WOKEY! WOKEY!
The controversial adjective has got lost in translation
By Hywel Williams
July 3 2023
Just how woke – that call to arms for warriors of justice and fair play – do you think you are? Do you stare into the mirror in the morning and think of new ways of being woke and feel your pulse quickening?
Or do you find the whole woke business irritating, something that just gets in the way of thinking about the problems of the here and now? Surely we can look at how we have addressed racial, sexual and cultural equality, be pleased with our progress and stop fretting?
Then again, maybe you belong to that group, over half the UK population according to recent polls, that doesn’t actually know what woke is – a perfectly rational position, given that it means many things to many people.
History can shed some light on our puzzlement: Woke, and the associated need to be aware of racial prejudice, came to prominence via the Civil Rights Movement in the US in the Fifties and Sixties. Malcom X argued for the creation of a movement centred around specific goals, a general awakening: “You have to wake the people up first, then you’ll get action,” he declared.
This call for an ‘awakening’ had deep roots in the biblical language used by American clergy – black and white – in their sermons. Being ‘awake’ to the fruits of the spirit was always a generalising impulse. And so, ‘woke’, the past participle of ‘wake’, made the journey from verb to adjective and, by the inter-war years, had established itself in black slang. To be woke now meant being quick on the uptake, sharp-elbowed, alive to opportunity and questioning of authority.
So modern British ‘wokery’ is an idea, and cause, imported from the US, a by-product perhaps of our transatlantic alliance. I say this because the impact on Continental Europe has been minimal, while in France for instance, President Macron’s crusade against le wokisme is met with a Gallic shrug.
Over here meanwhile, it has subsumed ‘political correctness’, a phrase that now seems quaintly old fashioned and one used more by those who loathed it – remember the “Political Correctness Gone Mad!” crowd.
"Woke has travelled a long way from being the cry of the oppressed.
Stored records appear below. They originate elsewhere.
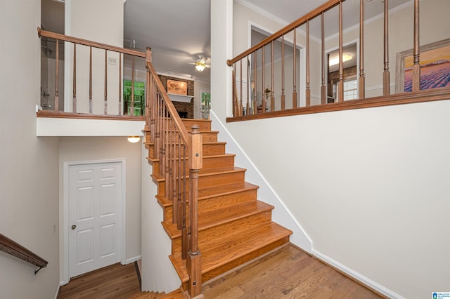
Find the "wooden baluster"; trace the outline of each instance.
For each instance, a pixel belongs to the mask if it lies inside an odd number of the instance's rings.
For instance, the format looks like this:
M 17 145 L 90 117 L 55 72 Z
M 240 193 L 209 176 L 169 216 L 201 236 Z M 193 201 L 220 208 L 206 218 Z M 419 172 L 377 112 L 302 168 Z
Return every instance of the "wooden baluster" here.
M 156 92 L 156 91 L 155 91 Z M 160 117 L 160 109 L 161 109 L 161 105 L 160 105 L 160 95 L 158 93 L 155 94 L 156 96 L 156 109 L 155 109 L 155 158 L 156 159 L 160 159 L 161 156 L 161 151 L 160 151 L 160 132 L 161 131 L 161 117 Z M 161 166 L 162 165 L 162 161 L 160 160 L 160 175 L 162 175 L 162 167 L 161 167 Z
M 321 14 L 321 29 L 322 29 L 322 84 L 321 85 L 321 104 L 326 104 L 326 86 L 325 85 L 326 61 L 325 61 L 325 14 Z
M 262 101 L 261 101 L 261 112 L 262 113 L 266 113 L 266 91 L 264 89 L 264 86 L 266 84 L 266 81 L 265 81 L 265 72 L 266 72 L 266 65 L 265 65 L 265 46 L 264 46 L 262 47 L 262 67 L 261 67 L 261 69 L 262 70 L 262 72 L 261 72 L 262 74 L 261 74 L 261 79 L 262 79 L 262 84 L 261 86 L 261 88 L 262 89 L 262 92 L 261 93 L 261 97 L 262 98 Z
M 189 226 L 191 250 L 188 254 L 187 269 L 190 281 L 188 292 L 191 298 L 201 293 L 202 273 L 200 253 L 198 249 L 198 172 L 202 168 L 202 135 L 199 126 L 192 126 L 189 148 Z
M 152 49 L 150 47 L 147 47 L 147 48 L 146 49 L 146 68 L 148 67 L 147 67 L 147 64 L 148 63 L 151 63 L 152 62 Z M 148 121 L 150 121 L 150 86 L 148 84 L 148 82 L 150 81 L 150 72 L 147 72 L 147 84 L 146 85 L 146 115 L 147 116 L 147 119 Z M 148 121 L 148 124 L 150 123 L 150 121 Z
M 147 81 L 147 82 L 148 82 L 148 81 Z M 123 114 L 122 107 L 122 54 L 119 53 L 119 107 L 117 107 L 119 115 Z
M 245 106 L 245 115 L 248 115 L 250 111 L 250 60 L 249 56 L 247 56 L 247 105 Z
M 274 93 L 274 88 L 275 87 L 275 59 L 274 53 L 274 41 L 271 43 L 271 95 L 270 95 L 270 111 L 275 111 L 275 93 Z
M 108 114 L 108 50 L 105 50 L 105 106 L 103 114 Z
M 286 109 L 286 95 L 284 93 L 284 34 L 281 36 L 281 110 Z
M 242 93 L 242 59 L 240 60 L 239 60 L 239 62 L 240 63 L 240 76 L 239 77 L 239 81 L 240 81 L 240 86 L 239 86 L 240 88 L 240 102 L 239 103 L 239 116 L 241 117 L 242 116 L 242 113 L 243 113 L 243 93 Z
M 179 139 L 179 142 L 180 145 L 181 144 L 181 140 Z M 187 217 L 187 203 L 186 203 L 186 192 L 187 190 L 186 188 L 186 145 L 183 144 L 183 170 L 181 171 L 181 176 L 180 176 L 180 181 L 181 179 L 183 180 L 183 185 L 181 186 L 181 194 L 179 194 L 179 196 L 181 197 L 181 219 L 183 221 L 183 225 L 181 228 L 181 258 L 184 260 L 187 258 L 188 251 L 189 251 L 189 243 L 188 241 L 188 221 L 186 219 Z
M 175 195 L 174 178 L 175 178 L 174 175 L 174 162 L 175 161 L 175 148 L 174 147 L 174 144 L 172 138 L 173 133 L 173 119 L 172 116 L 169 119 L 167 119 L 167 157 L 168 157 L 168 168 L 169 168 L 169 173 L 168 173 L 168 180 L 166 180 L 166 185 L 169 185 L 169 192 L 166 194 L 166 197 L 169 199 L 169 200 L 172 202 L 174 206 L 174 213 L 173 216 L 173 222 L 179 224 L 179 206 L 178 205 L 178 201 L 176 200 L 176 197 Z
M 413 91 L 420 90 L 420 44 L 419 41 L 419 0 L 414 0 L 414 65 L 413 65 Z
M 237 91 L 236 91 L 236 64 L 234 63 L 233 65 L 233 72 L 231 74 L 231 76 L 233 77 L 233 116 L 234 117 L 236 117 L 238 116 L 239 116 L 239 114 L 238 113 L 238 95 L 236 94 Z
M 152 89 L 150 90 L 150 140 L 152 142 L 155 142 L 155 119 L 156 119 L 156 84 L 155 83 L 155 79 L 153 75 L 150 74 L 151 79 L 151 85 Z
M 258 62 L 257 60 L 257 51 L 255 51 L 255 63 L 253 63 L 253 82 L 255 84 L 255 86 L 253 87 L 253 102 L 252 103 L 252 113 L 253 114 L 256 114 L 257 113 L 258 113 L 258 101 L 256 98 L 256 91 L 257 91 L 257 88 L 258 87 L 258 81 L 257 81 L 257 72 L 256 72 L 256 65 Z
M 129 115 L 134 115 L 134 56 L 131 58 L 131 105 Z
M 92 47 L 89 47 L 89 113 L 92 113 Z
M 306 107 L 311 106 L 311 90 L 309 89 L 309 20 L 307 20 L 307 90 Z
M 73 84 L 72 97 L 72 112 L 77 113 L 77 44 L 73 44 Z
M 383 95 L 389 95 L 390 93 L 390 79 L 389 73 L 389 0 L 385 0 L 385 46 L 384 46 L 384 56 L 385 64 L 382 74 L 382 93 Z
M 297 108 L 297 28 L 294 28 L 294 64 L 293 64 L 293 86 L 292 86 L 292 108 Z
M 59 39 L 56 39 L 56 74 L 55 82 L 55 111 L 59 111 Z
M 166 102 L 164 102 L 164 109 L 165 109 L 165 113 L 164 113 L 164 119 L 162 121 L 162 123 L 164 124 L 163 125 L 163 128 L 162 128 L 162 135 L 164 136 L 164 143 L 163 146 L 162 146 L 162 150 L 163 150 L 163 154 L 164 154 L 164 163 L 165 163 L 165 196 L 166 197 L 167 197 L 167 199 L 172 199 L 171 197 L 171 194 L 170 194 L 170 178 L 169 178 L 169 174 L 170 174 L 170 161 L 169 161 L 169 157 L 170 154 L 169 152 L 169 148 L 170 148 L 170 145 L 169 144 L 169 111 L 167 109 L 166 107 Z M 173 203 L 173 201 L 172 201 Z M 176 204 L 176 203 L 175 203 Z M 174 205 L 176 206 L 176 204 Z M 175 206 L 174 206 L 174 208 L 175 208 Z M 176 212 L 178 212 L 178 211 L 176 211 Z M 177 213 L 174 213 L 174 215 L 176 215 Z M 176 217 L 176 216 L 175 216 Z M 174 219 L 174 223 L 176 221 L 176 218 Z
M 338 102 L 344 102 L 344 62 L 342 62 L 342 1 L 339 2 L 339 81 Z
M 366 98 L 366 79 L 364 75 L 364 0 L 359 0 L 359 78 L 358 79 L 358 98 Z

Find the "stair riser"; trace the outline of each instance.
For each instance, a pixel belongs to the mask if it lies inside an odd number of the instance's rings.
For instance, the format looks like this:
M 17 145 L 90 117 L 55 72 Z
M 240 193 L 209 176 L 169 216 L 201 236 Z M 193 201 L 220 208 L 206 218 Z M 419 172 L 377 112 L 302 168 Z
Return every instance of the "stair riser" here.
M 203 142 L 217 142 L 217 132 L 200 132 L 202 136 L 203 136 Z M 178 134 L 175 135 L 176 140 L 178 140 Z M 146 132 L 145 141 L 150 142 L 151 133 L 149 131 Z
M 257 199 L 257 190 L 252 189 L 220 197 L 210 197 L 198 201 L 198 211 L 200 213 L 213 211 L 217 208 L 226 208 L 245 202 L 255 201 Z M 164 208 L 164 220 L 172 218 L 173 208 L 172 206 Z
M 199 121 L 198 119 L 182 119 L 181 120 L 188 131 L 191 131 L 193 125 L 198 125 L 200 131 L 211 131 L 211 121 Z
M 188 160 L 186 160 L 186 167 L 188 166 L 187 161 Z M 160 173 L 160 161 L 155 161 L 152 165 L 153 166 L 153 174 L 158 175 Z M 203 159 L 203 167 L 202 167 L 202 168 L 217 168 L 220 167 L 233 166 L 233 156 L 212 156 Z M 181 164 L 181 167 L 183 167 L 183 164 Z
M 175 157 L 179 157 L 178 146 L 175 147 Z M 186 155 L 188 153 L 186 153 Z M 203 144 L 203 156 L 210 156 L 212 154 L 225 154 L 225 144 L 224 143 L 206 143 Z M 183 148 L 181 149 L 181 154 L 183 156 Z M 148 156 L 149 158 L 155 158 L 155 146 L 150 145 L 148 147 Z
M 278 247 L 280 247 L 288 242 L 289 242 L 289 237 L 285 237 L 278 241 L 276 241 L 274 243 L 271 243 L 267 245 L 266 246 L 264 246 L 250 253 L 248 253 L 237 260 L 233 260 L 231 263 L 225 264 L 221 267 L 219 267 L 211 271 L 207 272 L 206 273 L 203 273 L 202 274 L 202 281 L 205 282 L 210 279 L 212 279 L 214 277 L 216 277 L 223 273 L 225 273 L 227 271 L 231 270 L 231 269 L 236 268 L 236 267 L 238 267 L 243 264 L 245 264 L 249 260 L 252 260 L 254 258 L 256 258 L 259 255 L 262 255 L 275 248 L 277 248 Z
M 244 171 L 219 173 L 214 175 L 200 175 L 198 179 L 198 188 L 202 189 L 212 186 L 243 182 L 244 176 Z M 158 185 L 158 194 L 160 196 L 165 196 L 165 181 L 162 180 L 155 182 Z M 189 179 L 186 180 L 186 186 L 189 186 Z
M 227 234 L 227 232 L 262 225 L 270 222 L 271 221 L 271 211 L 266 211 L 207 230 L 200 230 L 198 232 L 198 246 L 200 252 L 202 246 L 205 244 L 207 243 L 208 246 L 214 246 L 214 243 L 212 242 L 211 240 L 217 240 L 217 242 L 220 242 L 220 237 Z M 175 238 L 172 241 L 172 254 L 181 252 L 181 238 Z

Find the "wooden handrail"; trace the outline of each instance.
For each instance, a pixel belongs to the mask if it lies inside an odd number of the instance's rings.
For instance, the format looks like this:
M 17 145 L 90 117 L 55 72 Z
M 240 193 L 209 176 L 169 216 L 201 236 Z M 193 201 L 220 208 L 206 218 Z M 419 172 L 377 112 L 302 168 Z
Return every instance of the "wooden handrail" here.
M 167 92 L 166 91 L 166 89 L 164 88 L 164 86 L 162 85 L 162 82 L 161 82 L 161 80 L 159 79 L 158 77 L 158 74 L 156 73 L 155 68 L 153 67 L 153 66 L 150 62 L 147 62 L 147 68 L 148 71 L 151 73 L 153 77 L 155 78 L 155 84 L 158 86 L 158 92 L 160 93 L 161 96 L 162 97 L 162 99 L 167 108 L 168 112 L 169 113 L 170 115 L 172 116 L 176 129 L 179 131 L 180 135 L 181 136 L 181 139 L 183 140 L 183 142 L 188 147 L 189 147 L 189 133 L 188 133 L 188 130 L 186 130 L 186 127 L 184 126 L 184 124 L 183 124 L 181 119 L 179 117 L 178 117 L 178 112 L 176 112 L 176 109 L 175 109 L 175 106 L 174 106 L 174 103 L 172 103 L 172 100 L 170 100 L 170 98 L 169 98 L 169 95 L 167 95 Z M 157 78 L 158 78 L 158 80 L 156 79 Z
M 77 37 L 70 36 L 68 35 L 64 35 L 59 33 L 51 32 L 50 31 L 43 30 L 39 27 L 37 27 L 37 34 L 39 37 L 49 37 L 51 39 L 59 39 L 60 41 L 70 41 L 74 44 L 79 44 L 81 45 L 87 46 L 90 47 L 98 48 L 104 50 L 112 51 L 114 52 L 119 52 L 123 54 L 128 54 L 133 56 L 146 58 L 146 53 L 144 52 L 139 52 L 137 51 L 127 49 L 115 46 L 107 45 L 105 44 L 97 43 L 96 41 L 88 41 L 87 39 L 79 39 Z
M 231 65 L 233 65 L 234 62 L 236 62 L 237 61 L 241 60 L 242 58 L 245 58 L 248 55 L 252 53 L 253 52 L 256 51 L 257 50 L 263 47 L 264 46 L 270 44 L 272 41 L 275 41 L 279 39 L 283 35 L 293 30 L 295 28 L 297 28 L 297 27 L 302 25 L 302 24 L 306 23 L 308 20 L 311 20 L 316 18 L 316 16 L 321 15 L 323 12 L 329 11 L 330 9 L 333 8 L 333 7 L 339 4 L 341 1 L 343 2 L 345 1 L 345 0 L 329 0 L 328 2 L 324 3 L 323 4 L 319 6 L 317 8 L 314 9 L 309 13 L 307 13 L 306 15 L 303 15 L 302 17 L 297 19 L 292 23 L 289 24 L 288 25 L 283 27 L 282 29 L 277 31 L 270 36 L 267 36 L 266 38 L 261 41 L 259 44 L 253 46 L 252 48 L 249 48 L 248 50 L 243 51 L 243 53 L 241 53 L 240 54 L 235 57 L 234 58 L 228 60 L 226 61 L 226 64 L 228 65 L 229 67 L 231 67 Z
M 34 271 L 34 274 L 49 264 L 49 262 L 44 258 L 8 238 L 3 234 L 0 234 L 0 251 L 38 267 L 39 269 Z
M 198 179 L 202 161 L 202 135 L 198 125 L 193 126 L 191 133 L 188 133 L 153 68 L 149 49 L 147 50 L 146 60 L 146 105 L 148 105 L 150 110 L 147 114 L 147 127 L 150 128 L 150 141 L 154 148 L 151 158 L 158 160 L 159 175 L 164 180 L 164 190 L 158 192 L 172 203 L 172 222 L 181 231 L 181 258 L 186 260 L 189 276 L 188 284 L 184 286 L 189 296 L 194 298 L 201 293 L 202 284 L 198 237 Z M 187 168 L 186 161 L 188 161 Z M 187 180 L 189 182 L 188 190 Z M 188 201 L 186 195 L 189 197 Z

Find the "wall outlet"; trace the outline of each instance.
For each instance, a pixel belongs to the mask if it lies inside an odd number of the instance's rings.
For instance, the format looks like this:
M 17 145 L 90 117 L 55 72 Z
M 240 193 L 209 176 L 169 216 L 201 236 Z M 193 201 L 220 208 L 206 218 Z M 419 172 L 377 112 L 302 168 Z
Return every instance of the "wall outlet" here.
M 117 63 L 117 60 L 115 58 L 113 58 L 112 57 L 108 57 L 108 65 L 115 65 Z

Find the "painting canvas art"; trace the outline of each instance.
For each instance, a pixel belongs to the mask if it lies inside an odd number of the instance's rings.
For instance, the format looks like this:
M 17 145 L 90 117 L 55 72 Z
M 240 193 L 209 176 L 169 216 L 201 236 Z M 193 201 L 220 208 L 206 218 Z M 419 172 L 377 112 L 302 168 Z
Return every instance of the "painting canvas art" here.
M 167 93 L 187 95 L 188 83 L 181 81 L 167 79 Z
M 403 79 L 397 84 L 397 92 L 412 91 L 413 58 L 412 51 L 406 53 L 399 53 L 400 67 L 397 57 L 397 79 Z M 450 87 L 450 40 L 421 47 L 420 60 L 421 90 Z

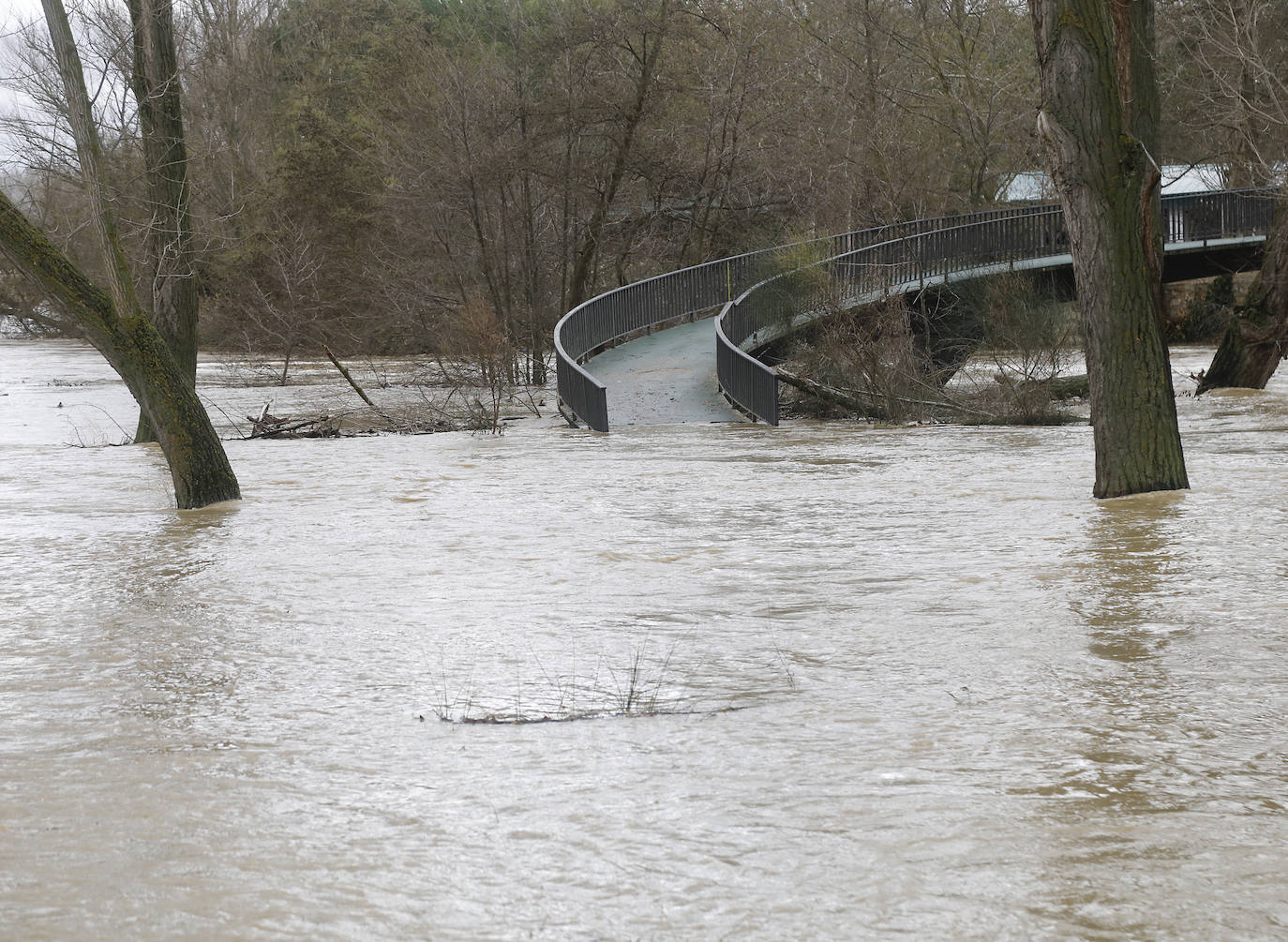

It is now an ideology, a system that offers its adherents a career structure from which campaigns may be directed against the beliefs, and job security, of the un-woke including many feminists"
Something similar has happened to ‘woke’, a word whose usage is now confined to people who hate and/or fear it. Nobody who is really woke uses the word anymore.
British ‘wokeishness’ has retained the American emphasis on anti-racism but with added dimensions. Now, wagging one’s finger at a past, which should have known better (those who ‘benefitted’ from the slave trade have been particularly censured) is now de rigeur in the study of the humanities.
Our anti-woke movement in Britain finds it difficult to define the object of attack. Sometimes it seems as if the fusillades are directed at anything that reeks of modernity. Requirements for ‘inclusivity’ and ‘diversity’ in the British public sector, often castigated as woke in action, but surely they are nothing more than an attempt at building a more equal society, one that encourages meritocracy, rather than an attempt at assuaging ancestral grief. That has nothing to do with the anti-woke parody.
This being Britain, class also has its part to play. Politically, the British centre-left’s leadership is wary of woke. Whether they find themselves on the left or right ‘working men and women’ (once known as “the working classes”) register strong dislike of what they take to be woke attitudes associated with a sanctimonious liberal elite.
So, woke has travelled a long way from being the cry of the oppressed. It is now an ideology, a system that offers its adherents a career structure from which campaigns may be directed against the beliefs, and job security, of the un-woke (including many feminists). In this late stage of its career, woke has turned illiberal, exultant in its own orthodoxies. This is a familiar historical phenomenon. Christianity – as well as Islam – needs regular reminders of its original identity as the church of the catacombs, the poor and marginal. And Karl Marx on his death bed, appalled by the fascists of the left who claimed his name, murmured: “At least, no one will be able to say that I was a Marxist.”
Our best way forward from this confusion created by overuse of a general term is surely to get rid of it altogether. The original woke have moved on and have other ways of describing their various crusades. The forces of ‘anti-woke’ should learn from that example and ditch the rhetoric. Let’s keep the language clear and thereby keep the lines of communication a good deal clearer.